Let's install and import all packages we will need

In [None]:
!pip install -q rdkit numpy scikit-learn chemprop torch==2.0.1
!pip install -q torch_scatter torch_sparse -f https://data.pyg.org/whl/torch-2.0.1+cpu.html
!pip install -q torch_geometric

In [None]:
from rdkit import Chem
import pandas as pd
import numpy as np
import math
import matplotlib.pyplot as plt

import torch
from torch import nn
import torch.nn.functional as F

import torch_geometric as tg
from torch_geometric.data import Dataset
from torch_geometric.loader import DataLoader
from torch_geometric.nn import MessagePassing
from torch_geometric.nn import global_add_pool

from sklearn.metrics import mean_absolute_error, mean_squared_error

The following cell contains some pre-made functions to obtain atom and bond features.
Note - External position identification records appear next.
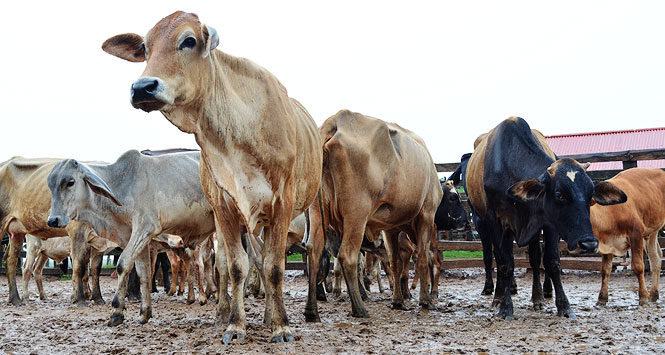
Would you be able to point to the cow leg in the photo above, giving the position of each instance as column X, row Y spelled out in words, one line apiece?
column 15, row 246
column 166, row 266
column 274, row 258
column 655, row 260
column 637, row 263
column 200, row 278
column 391, row 241
column 354, row 230
column 435, row 269
column 337, row 278
column 39, row 267
column 143, row 264
column 95, row 270
column 138, row 243
column 553, row 269
column 80, row 259
column 605, row 272
column 535, row 257
column 315, row 255
column 424, row 229
column 190, row 266
column 361, row 287
column 153, row 263
column 175, row 270
column 28, row 270
column 223, row 301
column 547, row 287
column 503, row 244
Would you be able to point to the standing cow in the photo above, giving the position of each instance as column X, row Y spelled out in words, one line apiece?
column 24, row 207
column 518, row 189
column 260, row 149
column 376, row 176
column 633, row 225
column 132, row 202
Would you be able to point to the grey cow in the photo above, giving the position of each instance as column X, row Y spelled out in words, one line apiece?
column 130, row 202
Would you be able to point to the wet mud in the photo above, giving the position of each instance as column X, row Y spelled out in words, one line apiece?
column 463, row 322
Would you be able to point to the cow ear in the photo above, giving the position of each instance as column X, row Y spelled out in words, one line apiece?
column 526, row 190
column 98, row 186
column 606, row 193
column 127, row 46
column 211, row 39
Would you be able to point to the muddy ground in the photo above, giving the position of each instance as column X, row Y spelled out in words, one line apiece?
column 462, row 323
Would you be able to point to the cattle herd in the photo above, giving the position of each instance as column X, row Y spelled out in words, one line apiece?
column 357, row 188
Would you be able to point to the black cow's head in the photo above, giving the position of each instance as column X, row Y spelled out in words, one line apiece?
column 450, row 214
column 561, row 198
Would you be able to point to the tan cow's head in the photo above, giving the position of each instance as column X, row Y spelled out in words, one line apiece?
column 177, row 51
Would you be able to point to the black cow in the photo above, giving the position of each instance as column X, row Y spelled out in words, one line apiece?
column 519, row 190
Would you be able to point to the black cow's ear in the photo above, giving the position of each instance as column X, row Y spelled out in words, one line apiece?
column 606, row 193
column 526, row 190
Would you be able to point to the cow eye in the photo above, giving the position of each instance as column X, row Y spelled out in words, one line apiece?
column 189, row 42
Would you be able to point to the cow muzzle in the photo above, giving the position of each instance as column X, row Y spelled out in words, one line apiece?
column 147, row 94
column 57, row 222
column 587, row 245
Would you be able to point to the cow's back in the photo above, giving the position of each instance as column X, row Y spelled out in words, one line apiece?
column 643, row 212
column 367, row 157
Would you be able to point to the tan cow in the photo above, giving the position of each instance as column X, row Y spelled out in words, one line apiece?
column 632, row 225
column 39, row 251
column 376, row 176
column 25, row 201
column 260, row 153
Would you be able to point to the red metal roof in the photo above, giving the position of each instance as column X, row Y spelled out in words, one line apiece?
column 613, row 141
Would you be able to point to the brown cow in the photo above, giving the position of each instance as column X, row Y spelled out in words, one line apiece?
column 367, row 164
column 260, row 153
column 631, row 225
column 25, row 201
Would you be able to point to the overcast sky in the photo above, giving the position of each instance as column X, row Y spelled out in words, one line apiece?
column 447, row 70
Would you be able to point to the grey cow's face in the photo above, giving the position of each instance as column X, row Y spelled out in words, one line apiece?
column 67, row 192
column 73, row 188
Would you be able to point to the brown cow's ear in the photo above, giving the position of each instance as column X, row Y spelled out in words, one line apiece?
column 128, row 46
column 211, row 39
column 606, row 193
column 526, row 190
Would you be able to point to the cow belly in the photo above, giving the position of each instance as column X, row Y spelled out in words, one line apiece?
column 616, row 245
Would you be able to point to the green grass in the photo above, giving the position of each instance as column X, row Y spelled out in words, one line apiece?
column 461, row 254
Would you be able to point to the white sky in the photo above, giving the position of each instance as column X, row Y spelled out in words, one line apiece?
column 447, row 70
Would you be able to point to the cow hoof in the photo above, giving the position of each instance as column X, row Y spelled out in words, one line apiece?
column 116, row 319
column 566, row 312
column 360, row 314
column 538, row 305
column 399, row 306
column 312, row 318
column 601, row 302
column 231, row 334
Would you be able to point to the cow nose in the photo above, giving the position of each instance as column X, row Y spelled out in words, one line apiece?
column 144, row 89
column 53, row 222
column 588, row 246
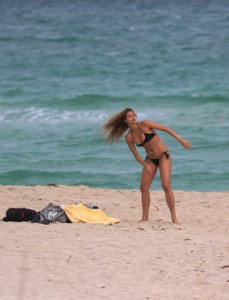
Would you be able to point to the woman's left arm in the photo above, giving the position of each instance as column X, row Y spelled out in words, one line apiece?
column 160, row 127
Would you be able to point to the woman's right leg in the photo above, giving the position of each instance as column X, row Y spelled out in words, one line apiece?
column 146, row 181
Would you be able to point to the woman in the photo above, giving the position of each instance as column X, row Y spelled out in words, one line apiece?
column 143, row 134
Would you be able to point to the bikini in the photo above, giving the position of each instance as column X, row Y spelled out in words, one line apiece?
column 149, row 137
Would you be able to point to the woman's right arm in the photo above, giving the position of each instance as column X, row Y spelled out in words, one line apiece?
column 130, row 143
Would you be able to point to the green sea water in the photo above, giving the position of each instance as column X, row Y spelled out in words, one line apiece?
column 65, row 67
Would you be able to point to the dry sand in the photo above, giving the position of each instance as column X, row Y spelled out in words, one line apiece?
column 128, row 260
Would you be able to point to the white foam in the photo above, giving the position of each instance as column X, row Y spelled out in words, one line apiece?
column 45, row 115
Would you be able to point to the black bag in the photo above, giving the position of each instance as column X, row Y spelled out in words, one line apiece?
column 19, row 215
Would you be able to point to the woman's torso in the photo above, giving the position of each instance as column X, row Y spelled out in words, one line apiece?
column 152, row 143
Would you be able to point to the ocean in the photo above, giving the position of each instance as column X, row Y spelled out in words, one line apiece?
column 66, row 66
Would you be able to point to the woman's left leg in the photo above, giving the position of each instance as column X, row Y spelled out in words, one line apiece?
column 165, row 173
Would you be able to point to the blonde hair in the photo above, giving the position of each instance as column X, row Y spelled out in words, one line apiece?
column 115, row 127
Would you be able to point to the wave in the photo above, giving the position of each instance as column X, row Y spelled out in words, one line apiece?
column 45, row 115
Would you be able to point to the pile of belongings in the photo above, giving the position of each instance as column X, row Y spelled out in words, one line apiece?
column 63, row 214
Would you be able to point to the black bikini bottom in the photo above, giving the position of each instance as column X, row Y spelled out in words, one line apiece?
column 157, row 160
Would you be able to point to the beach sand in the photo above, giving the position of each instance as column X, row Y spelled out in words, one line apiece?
column 127, row 260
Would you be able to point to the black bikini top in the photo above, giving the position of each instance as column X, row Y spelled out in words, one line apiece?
column 148, row 136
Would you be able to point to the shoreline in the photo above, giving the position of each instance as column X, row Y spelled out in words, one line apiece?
column 108, row 262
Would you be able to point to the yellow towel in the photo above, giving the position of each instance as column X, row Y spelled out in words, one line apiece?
column 81, row 213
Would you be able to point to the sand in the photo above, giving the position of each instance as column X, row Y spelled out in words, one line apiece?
column 127, row 260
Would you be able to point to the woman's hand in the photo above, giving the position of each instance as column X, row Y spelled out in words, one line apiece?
column 185, row 143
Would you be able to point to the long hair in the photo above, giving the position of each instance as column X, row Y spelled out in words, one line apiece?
column 115, row 127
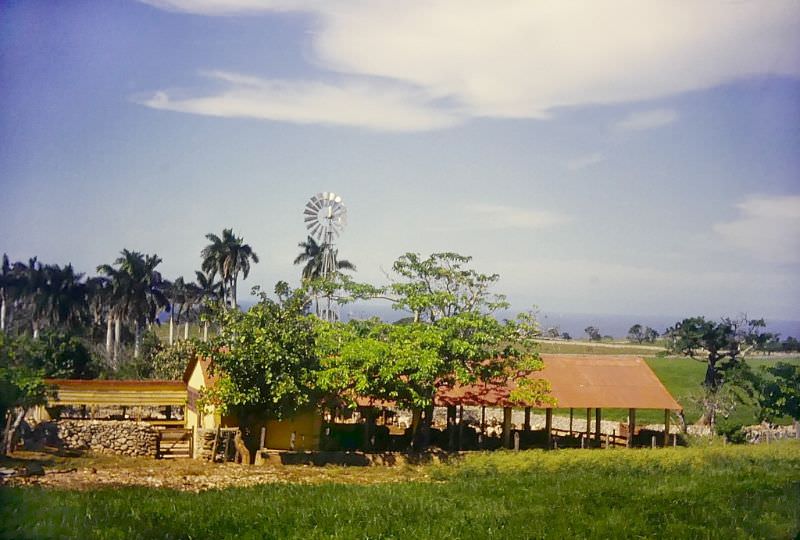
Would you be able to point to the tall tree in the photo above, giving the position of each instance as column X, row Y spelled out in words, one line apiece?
column 228, row 256
column 7, row 281
column 452, row 337
column 137, row 290
column 311, row 257
column 209, row 294
column 721, row 346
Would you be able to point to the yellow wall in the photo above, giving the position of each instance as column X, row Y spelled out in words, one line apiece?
column 307, row 426
column 197, row 382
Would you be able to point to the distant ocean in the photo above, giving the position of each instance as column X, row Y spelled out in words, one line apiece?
column 572, row 323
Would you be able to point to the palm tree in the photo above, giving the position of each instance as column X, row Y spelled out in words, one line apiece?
column 30, row 283
column 7, row 281
column 227, row 256
column 137, row 292
column 207, row 291
column 313, row 254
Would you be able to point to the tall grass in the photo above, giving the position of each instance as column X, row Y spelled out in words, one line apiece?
column 723, row 492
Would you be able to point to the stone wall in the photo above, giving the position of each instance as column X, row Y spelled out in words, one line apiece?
column 122, row 437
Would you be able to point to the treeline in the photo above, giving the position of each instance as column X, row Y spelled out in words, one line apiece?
column 107, row 315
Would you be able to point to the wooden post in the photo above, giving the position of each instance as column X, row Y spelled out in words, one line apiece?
column 214, row 447
column 588, row 427
column 507, row 427
column 548, row 426
column 631, row 426
column 598, row 426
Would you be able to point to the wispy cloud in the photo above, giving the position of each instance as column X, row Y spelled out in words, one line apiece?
column 768, row 228
column 361, row 104
column 530, row 58
column 493, row 217
column 652, row 119
column 583, row 162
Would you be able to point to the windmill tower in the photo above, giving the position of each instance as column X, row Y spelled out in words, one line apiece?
column 325, row 217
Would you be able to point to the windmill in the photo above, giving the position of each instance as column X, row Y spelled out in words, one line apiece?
column 325, row 217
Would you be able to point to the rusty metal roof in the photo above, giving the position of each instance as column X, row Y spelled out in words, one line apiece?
column 578, row 381
column 112, row 392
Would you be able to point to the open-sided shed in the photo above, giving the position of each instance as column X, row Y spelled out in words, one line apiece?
column 577, row 382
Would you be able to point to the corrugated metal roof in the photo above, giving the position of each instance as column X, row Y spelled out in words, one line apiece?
column 578, row 381
column 107, row 392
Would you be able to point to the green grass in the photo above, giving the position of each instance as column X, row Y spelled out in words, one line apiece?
column 586, row 347
column 717, row 492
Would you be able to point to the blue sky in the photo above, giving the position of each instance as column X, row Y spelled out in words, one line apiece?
column 631, row 158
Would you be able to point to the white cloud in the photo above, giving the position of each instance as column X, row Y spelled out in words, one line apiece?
column 522, row 59
column 583, row 162
column 768, row 229
column 647, row 120
column 493, row 217
column 357, row 103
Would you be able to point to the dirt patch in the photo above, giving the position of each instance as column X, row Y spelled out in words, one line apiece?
column 91, row 472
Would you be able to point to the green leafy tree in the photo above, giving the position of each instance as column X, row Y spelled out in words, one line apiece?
column 721, row 346
column 593, row 333
column 779, row 391
column 21, row 386
column 137, row 292
column 169, row 362
column 228, row 256
column 636, row 333
column 265, row 359
column 311, row 257
column 452, row 337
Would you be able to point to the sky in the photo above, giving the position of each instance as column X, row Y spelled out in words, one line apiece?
column 629, row 157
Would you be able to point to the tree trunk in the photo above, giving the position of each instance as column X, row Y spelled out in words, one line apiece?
column 109, row 337
column 117, row 336
column 171, row 327
column 136, row 338
column 10, row 429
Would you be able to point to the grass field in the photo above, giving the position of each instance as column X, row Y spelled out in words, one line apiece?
column 717, row 492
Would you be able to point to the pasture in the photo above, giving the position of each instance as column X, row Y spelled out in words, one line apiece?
column 713, row 492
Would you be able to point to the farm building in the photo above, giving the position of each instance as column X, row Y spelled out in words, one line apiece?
column 301, row 432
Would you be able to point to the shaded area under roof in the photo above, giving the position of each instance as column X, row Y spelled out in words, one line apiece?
column 112, row 392
column 577, row 381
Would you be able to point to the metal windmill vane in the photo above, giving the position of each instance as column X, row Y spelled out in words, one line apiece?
column 325, row 216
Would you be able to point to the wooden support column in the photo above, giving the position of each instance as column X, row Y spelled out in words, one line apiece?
column 598, row 426
column 588, row 427
column 548, row 427
column 631, row 426
column 507, row 427
column 571, row 415
column 460, row 427
column 451, row 427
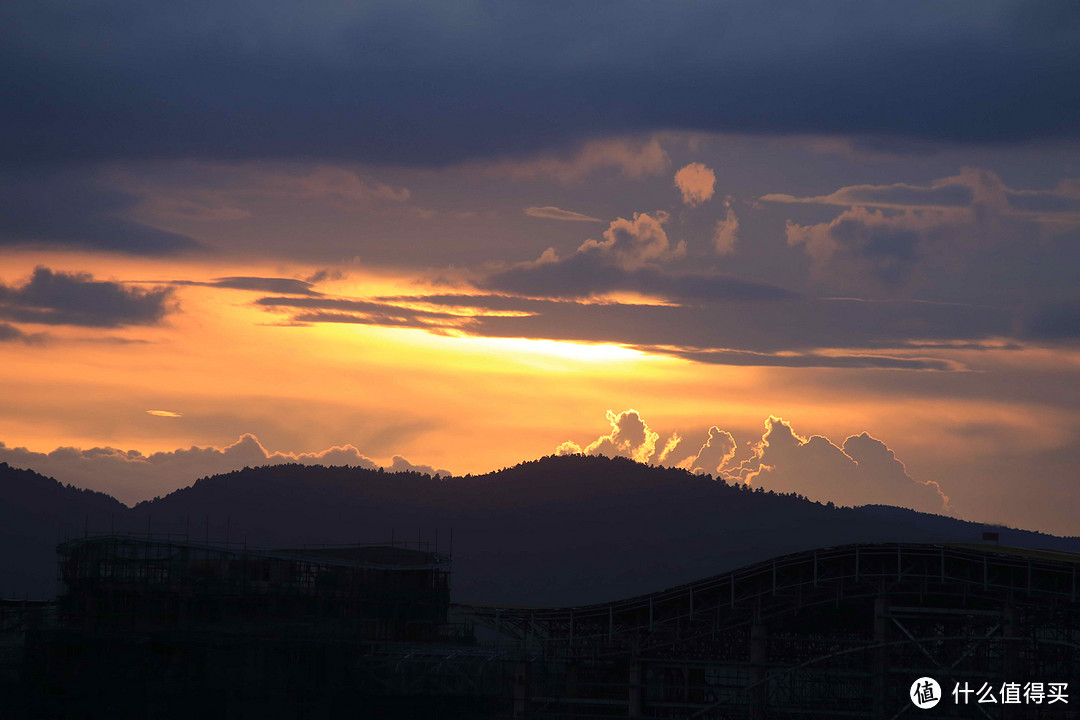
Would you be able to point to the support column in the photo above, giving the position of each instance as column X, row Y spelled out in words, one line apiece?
column 636, row 689
column 879, row 657
column 1010, row 669
column 758, row 671
column 521, row 689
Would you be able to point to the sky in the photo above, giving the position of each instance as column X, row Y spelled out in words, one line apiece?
column 821, row 247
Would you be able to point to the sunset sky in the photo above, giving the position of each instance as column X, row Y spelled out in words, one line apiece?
column 837, row 241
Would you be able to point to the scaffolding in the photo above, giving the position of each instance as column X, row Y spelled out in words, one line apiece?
column 389, row 592
column 832, row 633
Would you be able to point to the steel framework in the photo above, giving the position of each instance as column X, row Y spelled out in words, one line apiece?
column 839, row 632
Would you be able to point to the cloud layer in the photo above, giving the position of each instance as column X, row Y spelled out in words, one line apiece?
column 864, row 471
column 58, row 298
column 132, row 477
column 404, row 83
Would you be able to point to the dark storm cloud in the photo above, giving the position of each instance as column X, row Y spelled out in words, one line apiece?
column 58, row 298
column 439, row 82
column 1053, row 323
column 69, row 209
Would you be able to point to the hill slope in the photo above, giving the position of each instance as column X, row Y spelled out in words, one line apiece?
column 562, row 530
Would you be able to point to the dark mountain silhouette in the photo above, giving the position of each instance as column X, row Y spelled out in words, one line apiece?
column 35, row 511
column 561, row 530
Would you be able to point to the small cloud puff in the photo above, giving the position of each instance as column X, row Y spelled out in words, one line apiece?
column 726, row 233
column 697, row 184
column 633, row 244
column 630, row 437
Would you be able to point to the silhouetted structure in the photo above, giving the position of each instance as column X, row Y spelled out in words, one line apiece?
column 153, row 583
column 151, row 627
column 831, row 633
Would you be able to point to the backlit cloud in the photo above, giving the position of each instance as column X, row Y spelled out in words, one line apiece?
column 131, row 476
column 726, row 233
column 863, row 472
column 630, row 437
column 717, row 451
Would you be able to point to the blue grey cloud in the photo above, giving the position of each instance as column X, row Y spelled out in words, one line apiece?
column 412, row 82
column 58, row 298
column 48, row 208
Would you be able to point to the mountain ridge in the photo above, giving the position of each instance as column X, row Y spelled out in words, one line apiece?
column 557, row 530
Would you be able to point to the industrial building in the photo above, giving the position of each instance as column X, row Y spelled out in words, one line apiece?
column 832, row 633
column 397, row 592
column 161, row 627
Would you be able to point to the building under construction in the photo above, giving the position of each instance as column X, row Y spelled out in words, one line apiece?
column 395, row 592
column 150, row 627
column 833, row 633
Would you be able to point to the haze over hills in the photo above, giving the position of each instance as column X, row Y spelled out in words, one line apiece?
column 561, row 530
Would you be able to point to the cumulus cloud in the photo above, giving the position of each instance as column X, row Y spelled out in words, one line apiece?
column 628, row 258
column 630, row 437
column 400, row 464
column 59, row 298
column 717, row 451
column 726, row 233
column 697, row 184
column 552, row 213
column 633, row 244
column 132, row 477
column 863, row 472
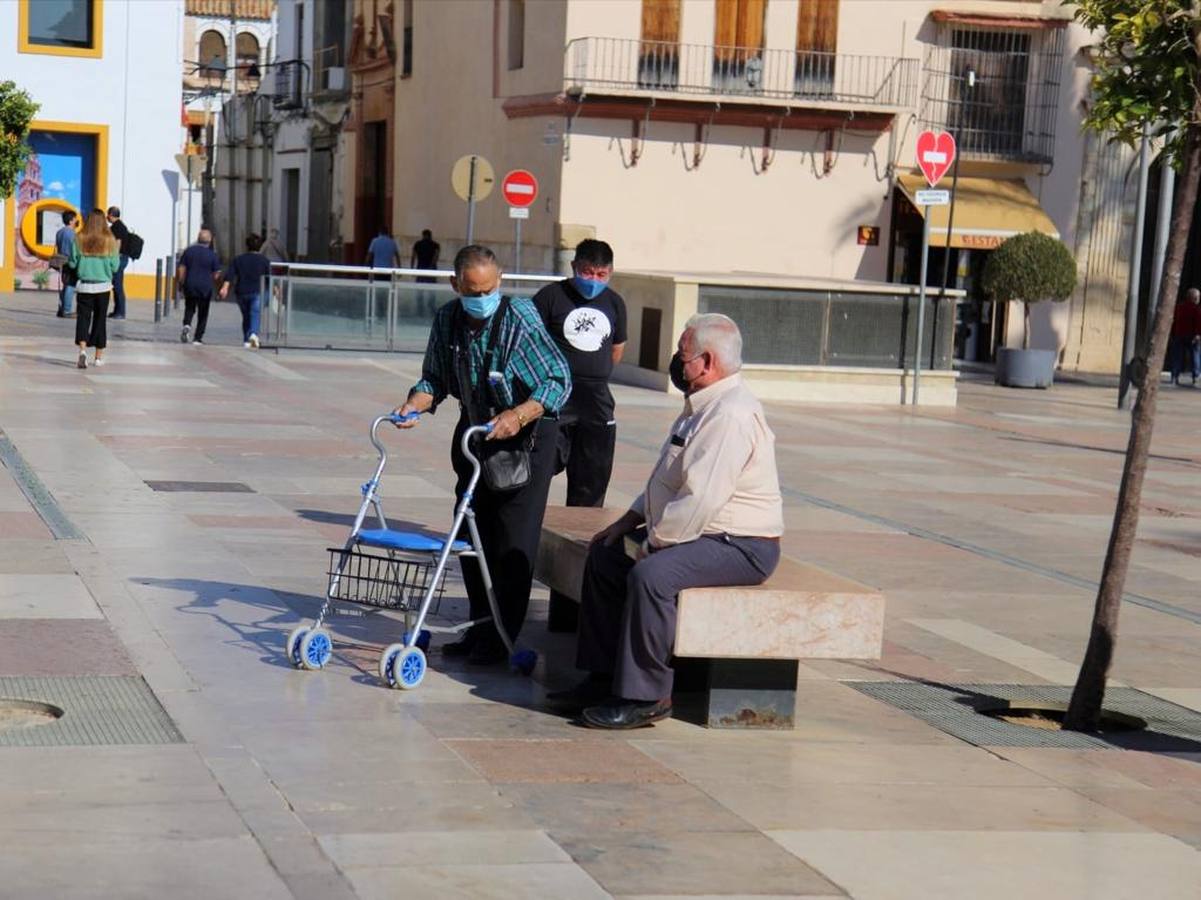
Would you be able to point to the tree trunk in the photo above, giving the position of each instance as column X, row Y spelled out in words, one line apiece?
column 1085, row 710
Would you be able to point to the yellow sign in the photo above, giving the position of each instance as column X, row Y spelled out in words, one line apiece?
column 460, row 178
column 29, row 224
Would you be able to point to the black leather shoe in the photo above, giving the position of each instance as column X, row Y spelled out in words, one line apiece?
column 460, row 648
column 625, row 714
column 488, row 653
column 589, row 692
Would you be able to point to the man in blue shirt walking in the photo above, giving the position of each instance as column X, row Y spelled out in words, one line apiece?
column 196, row 272
column 383, row 251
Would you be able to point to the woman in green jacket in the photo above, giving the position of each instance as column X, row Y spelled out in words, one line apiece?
column 95, row 261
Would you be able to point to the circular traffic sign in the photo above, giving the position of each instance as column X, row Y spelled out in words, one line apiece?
column 520, row 188
column 460, row 178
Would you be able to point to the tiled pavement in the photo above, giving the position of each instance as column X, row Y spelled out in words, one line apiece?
column 981, row 524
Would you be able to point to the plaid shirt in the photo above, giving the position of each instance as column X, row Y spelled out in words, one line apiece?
column 532, row 367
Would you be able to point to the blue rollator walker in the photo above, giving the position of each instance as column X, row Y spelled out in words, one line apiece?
column 396, row 579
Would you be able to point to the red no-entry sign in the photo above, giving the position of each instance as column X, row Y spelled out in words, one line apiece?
column 936, row 153
column 520, row 188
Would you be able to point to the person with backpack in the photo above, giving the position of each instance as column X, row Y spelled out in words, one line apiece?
column 246, row 274
column 64, row 242
column 95, row 258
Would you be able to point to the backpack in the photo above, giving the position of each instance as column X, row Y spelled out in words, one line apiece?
column 133, row 245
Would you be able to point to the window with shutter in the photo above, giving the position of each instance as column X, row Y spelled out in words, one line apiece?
column 738, row 45
column 817, row 40
column 658, row 59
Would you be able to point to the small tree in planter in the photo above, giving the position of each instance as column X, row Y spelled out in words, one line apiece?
column 1029, row 268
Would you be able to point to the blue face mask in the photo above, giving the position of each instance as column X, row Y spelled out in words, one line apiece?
column 482, row 307
column 590, row 288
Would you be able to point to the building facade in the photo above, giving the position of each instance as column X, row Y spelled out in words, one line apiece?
column 111, row 141
column 227, row 48
column 771, row 137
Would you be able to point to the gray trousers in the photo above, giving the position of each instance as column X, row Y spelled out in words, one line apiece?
column 628, row 611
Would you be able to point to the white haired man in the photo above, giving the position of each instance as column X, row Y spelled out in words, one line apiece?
column 712, row 516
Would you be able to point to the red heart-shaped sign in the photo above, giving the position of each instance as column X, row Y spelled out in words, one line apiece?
column 936, row 153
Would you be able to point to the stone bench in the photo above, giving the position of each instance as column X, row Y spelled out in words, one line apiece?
column 747, row 639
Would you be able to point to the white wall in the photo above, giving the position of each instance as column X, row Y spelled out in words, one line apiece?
column 135, row 90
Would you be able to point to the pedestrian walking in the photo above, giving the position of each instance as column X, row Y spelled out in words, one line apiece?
column 196, row 274
column 494, row 355
column 123, row 236
column 273, row 248
column 246, row 274
column 64, row 243
column 425, row 255
column 587, row 321
column 95, row 260
column 383, row 251
column 1185, row 340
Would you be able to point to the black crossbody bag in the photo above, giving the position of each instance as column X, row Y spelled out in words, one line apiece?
column 506, row 464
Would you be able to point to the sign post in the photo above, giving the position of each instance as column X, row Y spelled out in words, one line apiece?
column 520, row 190
column 472, row 179
column 936, row 153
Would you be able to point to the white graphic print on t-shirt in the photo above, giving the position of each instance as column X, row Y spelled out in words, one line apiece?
column 586, row 328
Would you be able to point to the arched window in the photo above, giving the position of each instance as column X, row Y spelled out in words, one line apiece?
column 246, row 48
column 213, row 51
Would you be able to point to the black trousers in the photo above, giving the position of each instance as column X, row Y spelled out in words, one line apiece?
column 509, row 528
column 91, row 327
column 628, row 611
column 587, row 437
column 198, row 304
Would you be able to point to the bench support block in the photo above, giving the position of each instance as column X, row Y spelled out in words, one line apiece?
column 742, row 693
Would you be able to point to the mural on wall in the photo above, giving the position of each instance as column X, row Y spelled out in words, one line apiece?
column 63, row 167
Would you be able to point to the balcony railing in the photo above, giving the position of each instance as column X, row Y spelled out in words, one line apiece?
column 996, row 90
column 614, row 64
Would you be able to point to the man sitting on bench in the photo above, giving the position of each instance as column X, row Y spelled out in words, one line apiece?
column 712, row 517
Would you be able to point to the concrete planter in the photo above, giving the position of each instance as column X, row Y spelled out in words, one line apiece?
column 1025, row 368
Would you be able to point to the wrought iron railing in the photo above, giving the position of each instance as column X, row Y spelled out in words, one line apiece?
column 596, row 64
column 996, row 90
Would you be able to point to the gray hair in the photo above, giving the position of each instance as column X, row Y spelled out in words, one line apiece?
column 471, row 256
column 719, row 335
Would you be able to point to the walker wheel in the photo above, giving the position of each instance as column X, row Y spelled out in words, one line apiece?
column 524, row 661
column 316, row 648
column 293, row 644
column 408, row 669
column 423, row 639
column 386, row 661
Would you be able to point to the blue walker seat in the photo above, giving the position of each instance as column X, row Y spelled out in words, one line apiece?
column 411, row 541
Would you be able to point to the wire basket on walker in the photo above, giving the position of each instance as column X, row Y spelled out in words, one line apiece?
column 404, row 571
You can always customize these functions or use entirely different ones.

In [None]:
def atom_features(atom):
    features = onek_encoding_unk(atom.GetSymbol(), ['H', 'C', 'N', 'O', 'F', 'Si', 'P', 'S', 'Cl', 'Br', 'I']) + \
        onek_encoding_unk(atom.GetTotalDegree(), [0, 1, 2, 3, 4, 5]) + \
        onek_encoding_unk(atom.GetFormalCharge(), [-1, -2, 1, 2, 0]) + \
        onek_encoding_unk(int(atom.GetTotalNumHs()), [0, 1, 2, 3, 4]) + \
        onek_encoding_unk(int(atom.GetHybridization()),[Chem.rdchem.HybridizationType.SP,
                                                        Chem.rdchem.HybridizationType.SP2,
                                                        Chem.rdchem.HybridizationType.SP3,
                                                        Chem.rdchem.HybridizationType.SP3D,
                                                        Chem.rdchem.HybridizationType.SP3D2
                                                        ]) + \
        [1 if atom.GetIsAromatic() else 0] + \
        [atom.GetMass() * 0.01]
    return features

def bond_features(bond):
    bond_fdim = 7

    if bond is None:
        fbond = [1] + [0] * (bond_fdim - 1)
    else:
        bt = bond.GetBondType()
        fbond = [
            0,  # bond is not None
            bt == Chem.rdchem.BondType.SINGLE,
            bt == Chem.rdchem.BondType.DOUBLE,
            bt == Chem.rdchem.BondType.TRIPLE,
            bt == Chem.rdchem.BondType.AROMATIC,
            (bond.GetIsConjugated() if bt is not None else 0),
            (bond.IsInRing() if bt is not None else 0)
        ]
    return fbond

def onek_encoding_unk(value, choices):
    encoding = [0] * (len(choices) + 1)
    index = choices.index(value) if value in choices else -1
    encoding[index] = 1
    return encoding

def make_mol(smi):
    params = Chem.SmilesParserParams()
    params.removeHs = False
    return Chem.MolFromSmiles(smi,params)